There is no GNU unzip

On this page: http://www.gradle.org/docs/current/userguide/installation.html, you say: “You need a GNU compatible tool to unzip Gradle, if you want the file permissions to be properly set. We mention this as some zip front ends for Mac OS X don’t restore the file permissions properly.”

This makes no sense. There is nothing “GNU” about zip or any zip utilities. You are perhaps confused by gzip, which is a Unix utility that is in the GNU family, but has nothing to do with the gzip format. gzip processes .gz files, not .zip files. If you want people to use the Info-ZIP unzip to extract your files, then you should say that. Info-ZIP has nothing to do with GNU. Note: I am a co-author of the Info-ZIP tools, as well as gzip.

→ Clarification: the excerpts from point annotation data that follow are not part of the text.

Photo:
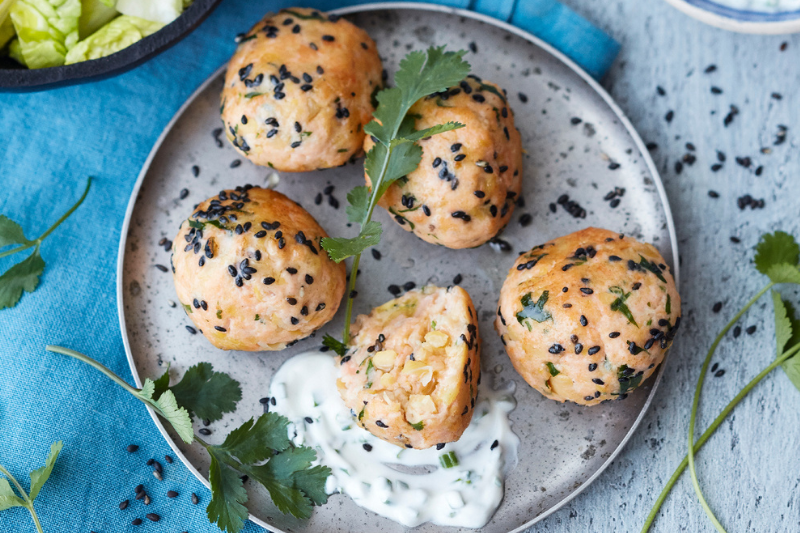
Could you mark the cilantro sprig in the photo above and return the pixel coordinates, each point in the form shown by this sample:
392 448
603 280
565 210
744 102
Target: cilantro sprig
777 257
395 152
260 448
24 276
9 498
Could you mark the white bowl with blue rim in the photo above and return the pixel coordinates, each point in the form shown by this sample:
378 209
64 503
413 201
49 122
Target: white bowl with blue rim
745 16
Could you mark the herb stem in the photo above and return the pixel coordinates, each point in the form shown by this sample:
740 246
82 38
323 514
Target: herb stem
696 403
710 431
91 362
373 201
28 502
52 228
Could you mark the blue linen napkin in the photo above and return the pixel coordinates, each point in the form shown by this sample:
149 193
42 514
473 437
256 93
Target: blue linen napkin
52 141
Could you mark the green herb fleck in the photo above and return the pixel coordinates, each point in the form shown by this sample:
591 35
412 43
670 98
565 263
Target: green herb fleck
448 460
535 311
620 305
628 381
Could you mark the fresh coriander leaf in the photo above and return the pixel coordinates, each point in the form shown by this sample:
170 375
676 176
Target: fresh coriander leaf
161 384
255 442
292 484
334 344
784 273
422 74
776 248
23 276
340 248
228 496
177 416
207 394
40 476
792 365
11 232
312 482
435 130
8 498
358 198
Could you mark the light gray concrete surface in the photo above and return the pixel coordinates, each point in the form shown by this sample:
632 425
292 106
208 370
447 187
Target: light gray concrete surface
749 469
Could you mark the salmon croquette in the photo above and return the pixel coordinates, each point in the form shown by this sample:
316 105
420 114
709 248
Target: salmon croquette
464 191
411 375
589 316
250 272
299 90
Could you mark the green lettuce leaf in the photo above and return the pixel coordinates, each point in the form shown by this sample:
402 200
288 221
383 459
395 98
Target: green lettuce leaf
94 15
120 33
46 30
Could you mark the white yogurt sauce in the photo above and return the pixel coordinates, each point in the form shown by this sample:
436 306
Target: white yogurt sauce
408 486
768 6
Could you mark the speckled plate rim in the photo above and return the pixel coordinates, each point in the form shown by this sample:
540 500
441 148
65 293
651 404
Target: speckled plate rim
461 13
772 27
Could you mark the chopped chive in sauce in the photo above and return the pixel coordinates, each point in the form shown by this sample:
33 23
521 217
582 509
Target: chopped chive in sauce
448 460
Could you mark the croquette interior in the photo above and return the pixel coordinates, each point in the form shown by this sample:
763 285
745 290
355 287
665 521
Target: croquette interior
412 367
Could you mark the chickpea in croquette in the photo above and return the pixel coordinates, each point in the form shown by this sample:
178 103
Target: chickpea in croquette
464 191
589 316
299 89
411 375
250 272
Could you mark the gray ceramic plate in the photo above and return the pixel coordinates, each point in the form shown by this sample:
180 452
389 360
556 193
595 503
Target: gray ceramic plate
564 447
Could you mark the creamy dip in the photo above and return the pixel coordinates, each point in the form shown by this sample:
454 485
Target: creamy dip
458 485
768 6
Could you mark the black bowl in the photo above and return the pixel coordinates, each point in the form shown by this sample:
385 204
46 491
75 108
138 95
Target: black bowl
16 78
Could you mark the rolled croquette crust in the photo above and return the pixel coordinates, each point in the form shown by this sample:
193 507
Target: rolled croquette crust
411 376
464 191
589 316
250 273
298 91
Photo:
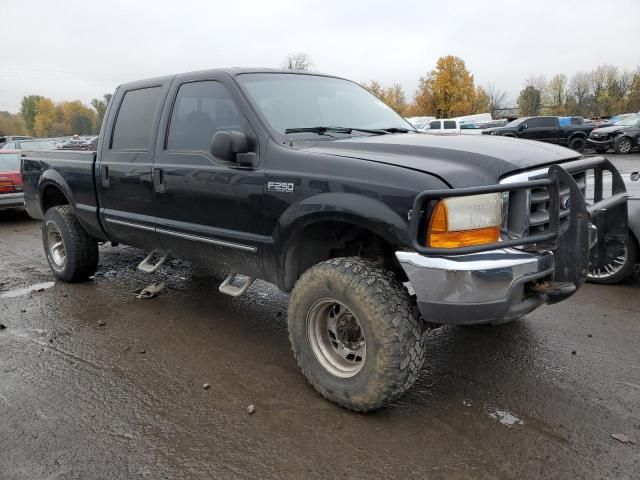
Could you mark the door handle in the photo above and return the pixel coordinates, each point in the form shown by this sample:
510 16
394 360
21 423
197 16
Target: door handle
158 180
105 175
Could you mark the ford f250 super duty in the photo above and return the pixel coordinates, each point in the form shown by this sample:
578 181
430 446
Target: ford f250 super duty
309 182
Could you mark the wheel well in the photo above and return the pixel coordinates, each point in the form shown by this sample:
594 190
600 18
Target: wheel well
331 239
52 196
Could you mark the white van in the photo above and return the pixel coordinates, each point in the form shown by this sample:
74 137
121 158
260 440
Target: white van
443 127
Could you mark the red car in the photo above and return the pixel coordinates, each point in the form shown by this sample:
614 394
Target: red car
11 194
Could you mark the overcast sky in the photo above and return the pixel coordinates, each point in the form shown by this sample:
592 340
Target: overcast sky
81 49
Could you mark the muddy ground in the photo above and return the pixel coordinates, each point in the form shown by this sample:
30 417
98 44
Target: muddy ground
539 398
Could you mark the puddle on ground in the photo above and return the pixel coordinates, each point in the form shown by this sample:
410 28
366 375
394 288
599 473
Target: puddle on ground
19 292
505 417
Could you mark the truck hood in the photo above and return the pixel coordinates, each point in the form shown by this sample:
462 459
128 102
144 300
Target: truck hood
611 129
460 160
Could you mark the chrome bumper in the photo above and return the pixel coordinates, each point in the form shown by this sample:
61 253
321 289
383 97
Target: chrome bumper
476 288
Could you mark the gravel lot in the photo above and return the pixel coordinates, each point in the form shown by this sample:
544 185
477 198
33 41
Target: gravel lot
539 398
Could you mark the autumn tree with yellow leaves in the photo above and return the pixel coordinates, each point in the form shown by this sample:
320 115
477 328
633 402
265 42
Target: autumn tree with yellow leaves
449 91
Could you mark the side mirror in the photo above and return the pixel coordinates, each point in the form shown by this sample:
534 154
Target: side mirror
233 146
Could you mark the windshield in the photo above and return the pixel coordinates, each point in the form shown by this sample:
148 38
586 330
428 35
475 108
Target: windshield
303 101
516 122
631 121
36 145
9 162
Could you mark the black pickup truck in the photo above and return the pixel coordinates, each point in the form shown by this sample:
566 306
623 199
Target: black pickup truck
309 182
545 129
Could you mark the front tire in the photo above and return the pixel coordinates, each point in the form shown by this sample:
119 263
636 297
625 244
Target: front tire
71 252
355 333
619 265
623 145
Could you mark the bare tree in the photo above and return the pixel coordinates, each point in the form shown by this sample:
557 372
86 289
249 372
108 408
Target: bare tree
536 81
298 61
497 99
556 94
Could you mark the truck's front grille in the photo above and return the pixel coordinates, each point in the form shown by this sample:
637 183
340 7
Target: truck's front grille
528 211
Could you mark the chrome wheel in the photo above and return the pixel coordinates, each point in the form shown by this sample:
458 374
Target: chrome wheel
56 245
614 266
624 146
336 338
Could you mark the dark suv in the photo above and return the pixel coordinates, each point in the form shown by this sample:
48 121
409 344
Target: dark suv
623 137
545 129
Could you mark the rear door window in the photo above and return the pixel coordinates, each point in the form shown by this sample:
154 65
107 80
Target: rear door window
132 130
201 109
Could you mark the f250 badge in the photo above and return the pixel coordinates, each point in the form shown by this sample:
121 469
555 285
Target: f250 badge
281 187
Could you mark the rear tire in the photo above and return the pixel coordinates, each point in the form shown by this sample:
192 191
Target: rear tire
71 252
623 145
353 304
577 144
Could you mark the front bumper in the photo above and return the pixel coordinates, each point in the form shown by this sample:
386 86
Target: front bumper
476 288
500 281
604 143
11 200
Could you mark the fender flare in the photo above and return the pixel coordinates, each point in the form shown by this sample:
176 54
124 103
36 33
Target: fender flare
365 212
50 178
353 209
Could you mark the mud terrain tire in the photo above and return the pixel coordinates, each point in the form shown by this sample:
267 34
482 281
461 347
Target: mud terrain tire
71 252
389 323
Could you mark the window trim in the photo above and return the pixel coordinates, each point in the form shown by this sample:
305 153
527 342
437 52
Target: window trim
115 119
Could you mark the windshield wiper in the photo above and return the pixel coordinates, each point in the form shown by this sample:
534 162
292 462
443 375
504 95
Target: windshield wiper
397 130
324 130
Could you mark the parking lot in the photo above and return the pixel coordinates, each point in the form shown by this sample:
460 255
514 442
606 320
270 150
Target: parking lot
97 383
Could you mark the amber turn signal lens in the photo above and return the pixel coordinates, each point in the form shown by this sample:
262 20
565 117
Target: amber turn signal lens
440 234
464 238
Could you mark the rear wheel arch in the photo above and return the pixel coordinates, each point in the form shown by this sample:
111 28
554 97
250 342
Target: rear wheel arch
52 195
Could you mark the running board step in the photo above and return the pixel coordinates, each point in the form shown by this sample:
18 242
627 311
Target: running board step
147 266
227 287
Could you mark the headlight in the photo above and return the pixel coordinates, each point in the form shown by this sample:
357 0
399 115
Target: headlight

Thanks Mark. Obviously your understanding of zip utilities and their related features goes beyond our user-level understanding!

Any chance you could provide some reworded text that makes sense? We just want to warn users that certain unzip tools will not create the appropriate file permissions required to execute Gradle.

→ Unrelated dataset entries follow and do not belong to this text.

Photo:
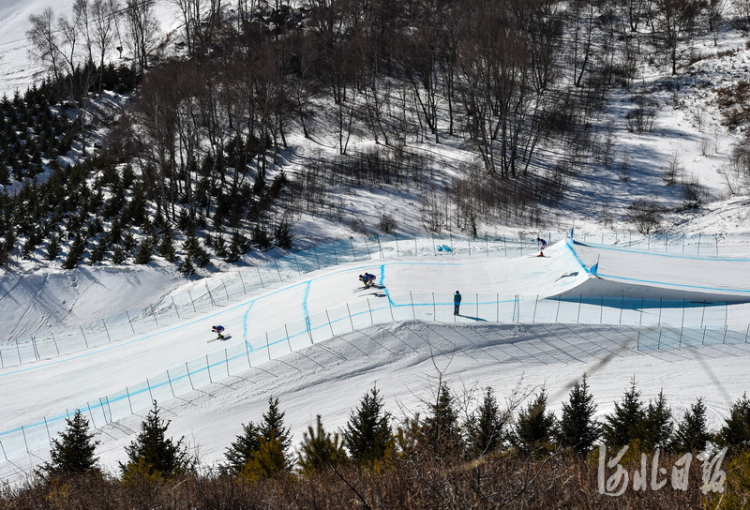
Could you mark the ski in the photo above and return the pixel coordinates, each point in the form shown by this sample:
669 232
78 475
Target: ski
226 337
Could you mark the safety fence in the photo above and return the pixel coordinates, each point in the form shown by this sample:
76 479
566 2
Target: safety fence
201 297
218 291
660 324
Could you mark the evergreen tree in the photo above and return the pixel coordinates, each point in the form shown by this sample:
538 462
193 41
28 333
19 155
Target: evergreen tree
623 425
320 450
145 252
166 247
442 431
368 435
239 453
270 460
53 248
119 255
657 426
283 236
486 426
692 432
535 427
74 254
73 451
273 427
578 429
151 454
736 431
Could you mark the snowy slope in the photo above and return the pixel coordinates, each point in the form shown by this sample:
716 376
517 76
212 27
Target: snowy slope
328 377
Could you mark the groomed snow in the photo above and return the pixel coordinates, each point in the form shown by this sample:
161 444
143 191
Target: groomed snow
403 358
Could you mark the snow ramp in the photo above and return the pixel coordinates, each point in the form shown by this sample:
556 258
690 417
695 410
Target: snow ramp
620 272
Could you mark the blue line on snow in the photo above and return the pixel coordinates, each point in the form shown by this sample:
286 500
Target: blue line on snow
718 289
660 254
569 244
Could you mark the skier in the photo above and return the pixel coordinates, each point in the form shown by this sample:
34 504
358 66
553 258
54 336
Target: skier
218 330
542 246
368 279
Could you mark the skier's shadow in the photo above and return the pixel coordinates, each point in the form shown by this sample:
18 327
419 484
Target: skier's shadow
477 319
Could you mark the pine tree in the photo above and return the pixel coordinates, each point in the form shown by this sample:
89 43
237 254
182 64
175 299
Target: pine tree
535 427
657 427
623 425
73 452
320 450
267 462
442 430
151 454
486 426
145 252
579 430
692 432
273 427
368 435
240 452
736 431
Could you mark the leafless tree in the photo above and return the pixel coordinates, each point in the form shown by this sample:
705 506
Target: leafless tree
45 41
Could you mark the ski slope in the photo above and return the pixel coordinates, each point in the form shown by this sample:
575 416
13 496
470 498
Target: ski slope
525 322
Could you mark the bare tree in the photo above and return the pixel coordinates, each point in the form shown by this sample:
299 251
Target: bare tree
45 42
104 20
143 28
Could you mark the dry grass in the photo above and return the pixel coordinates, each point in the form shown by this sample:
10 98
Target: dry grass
507 482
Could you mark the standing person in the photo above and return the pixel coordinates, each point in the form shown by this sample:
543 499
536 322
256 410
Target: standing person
542 246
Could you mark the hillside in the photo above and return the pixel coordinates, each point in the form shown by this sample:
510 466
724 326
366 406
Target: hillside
249 153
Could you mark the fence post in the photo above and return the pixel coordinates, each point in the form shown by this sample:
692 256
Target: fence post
190 379
130 404
351 321
169 378
317 260
288 342
26 444
192 302
46 425
226 291
261 278
661 300
153 312
278 271
176 310
54 341
211 296
107 330
130 322
329 323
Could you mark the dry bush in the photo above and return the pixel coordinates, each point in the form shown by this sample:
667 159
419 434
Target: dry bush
419 483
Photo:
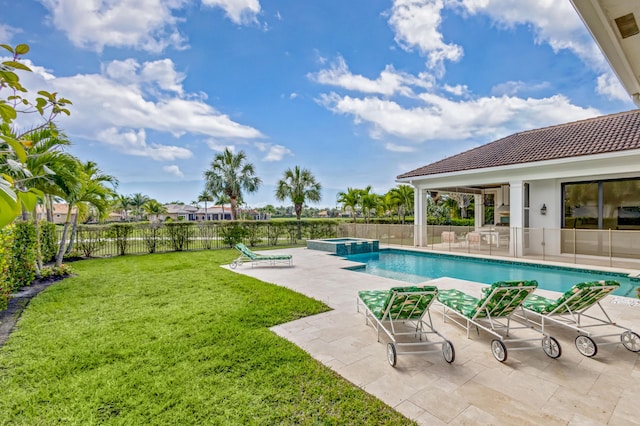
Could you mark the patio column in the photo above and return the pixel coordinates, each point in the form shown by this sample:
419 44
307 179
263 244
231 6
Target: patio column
478 218
419 216
516 218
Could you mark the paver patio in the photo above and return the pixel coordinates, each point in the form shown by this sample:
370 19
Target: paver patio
529 388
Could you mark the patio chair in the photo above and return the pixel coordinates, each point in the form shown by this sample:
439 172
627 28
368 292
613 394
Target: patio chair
403 312
569 310
246 255
501 301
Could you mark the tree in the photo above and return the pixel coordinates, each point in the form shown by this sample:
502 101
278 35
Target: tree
90 188
298 185
154 208
368 202
350 201
13 194
137 203
231 174
402 198
205 198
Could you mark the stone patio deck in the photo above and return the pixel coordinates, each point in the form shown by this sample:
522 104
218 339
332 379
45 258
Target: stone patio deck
529 388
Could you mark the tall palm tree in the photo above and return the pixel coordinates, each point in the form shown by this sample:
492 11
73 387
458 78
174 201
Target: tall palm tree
205 198
369 202
402 197
90 189
298 185
350 201
154 208
137 202
123 204
231 174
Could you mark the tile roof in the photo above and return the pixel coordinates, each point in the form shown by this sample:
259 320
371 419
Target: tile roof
609 133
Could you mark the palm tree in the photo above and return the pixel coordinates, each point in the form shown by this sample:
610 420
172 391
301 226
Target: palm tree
205 197
299 185
123 203
137 202
89 189
231 175
350 201
154 208
402 197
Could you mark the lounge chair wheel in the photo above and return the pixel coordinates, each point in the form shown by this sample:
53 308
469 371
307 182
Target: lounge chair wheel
392 356
586 346
551 347
630 340
448 352
499 350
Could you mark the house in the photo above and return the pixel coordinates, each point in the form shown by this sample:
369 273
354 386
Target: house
59 213
614 27
579 181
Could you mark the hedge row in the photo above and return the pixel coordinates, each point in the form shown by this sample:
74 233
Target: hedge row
22 246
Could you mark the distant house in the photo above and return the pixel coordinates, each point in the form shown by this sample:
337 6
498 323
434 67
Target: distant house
59 213
580 175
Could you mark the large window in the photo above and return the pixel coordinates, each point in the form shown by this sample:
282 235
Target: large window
611 204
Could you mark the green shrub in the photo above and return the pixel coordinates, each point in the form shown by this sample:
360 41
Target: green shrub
48 241
121 232
24 253
52 271
151 235
89 240
6 237
232 233
179 234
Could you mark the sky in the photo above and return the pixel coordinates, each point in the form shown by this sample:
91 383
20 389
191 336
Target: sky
356 91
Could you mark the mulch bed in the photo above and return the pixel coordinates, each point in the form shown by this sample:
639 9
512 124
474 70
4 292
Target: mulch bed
18 302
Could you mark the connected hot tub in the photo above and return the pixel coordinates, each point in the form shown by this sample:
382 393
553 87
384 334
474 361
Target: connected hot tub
344 246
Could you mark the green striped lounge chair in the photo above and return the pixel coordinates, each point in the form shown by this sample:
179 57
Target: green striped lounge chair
498 312
402 313
569 309
248 256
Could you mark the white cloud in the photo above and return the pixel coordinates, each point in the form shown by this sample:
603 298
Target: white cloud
147 25
399 148
439 118
390 82
134 143
274 152
128 99
214 145
6 34
239 11
101 101
416 24
173 170
610 86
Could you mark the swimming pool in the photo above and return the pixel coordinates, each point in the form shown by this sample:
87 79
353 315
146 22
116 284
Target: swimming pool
417 267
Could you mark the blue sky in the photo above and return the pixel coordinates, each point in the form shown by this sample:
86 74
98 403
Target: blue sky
357 91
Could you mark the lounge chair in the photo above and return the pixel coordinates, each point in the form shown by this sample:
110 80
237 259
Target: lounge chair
246 255
569 310
501 301
401 312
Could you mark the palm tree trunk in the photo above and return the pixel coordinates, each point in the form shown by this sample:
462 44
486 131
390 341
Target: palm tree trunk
63 238
234 211
49 207
74 231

I’m not sure what the problem was that you were trying to address with that gray block “For Un*x users”. What is the bad thing that can happen? Perhaps I could test the extraction to verify that that does not happen.

The issue is that some unzip tools will not set the executable bit correctly when extracting. This means that Gradle won’t function exactly as described in the User Guide.

I’m not sure exactly which tools were the culprits, but I’m guessing there were user-reported problems to prompt this section to be added to the user guide. (It’s been there since early 2009, at least).

I can’t find a problem. By default, Mac OS X will use the built-in Archive Utility.app to extract .zip files when double clicked. It properly restores the executable bits in the bin directory of gradle-1.4-all.zip. The same is true of the built-in unzip command line utility.

I also checked the commonly downloaded utilities Stuffit Expander.app and The Unarchiver.app. Those two restored the executable bits properly as well.

You can simply advise the Mac OS X user to double-click the .zip file and all should be well. If not, they should do a Get Info (command-i) on the .zip file and change the “Open with” to Archive Utility.

Thanks for your research. Sounds like we can simply remove that warning and for 99.9% of users things will “just work”.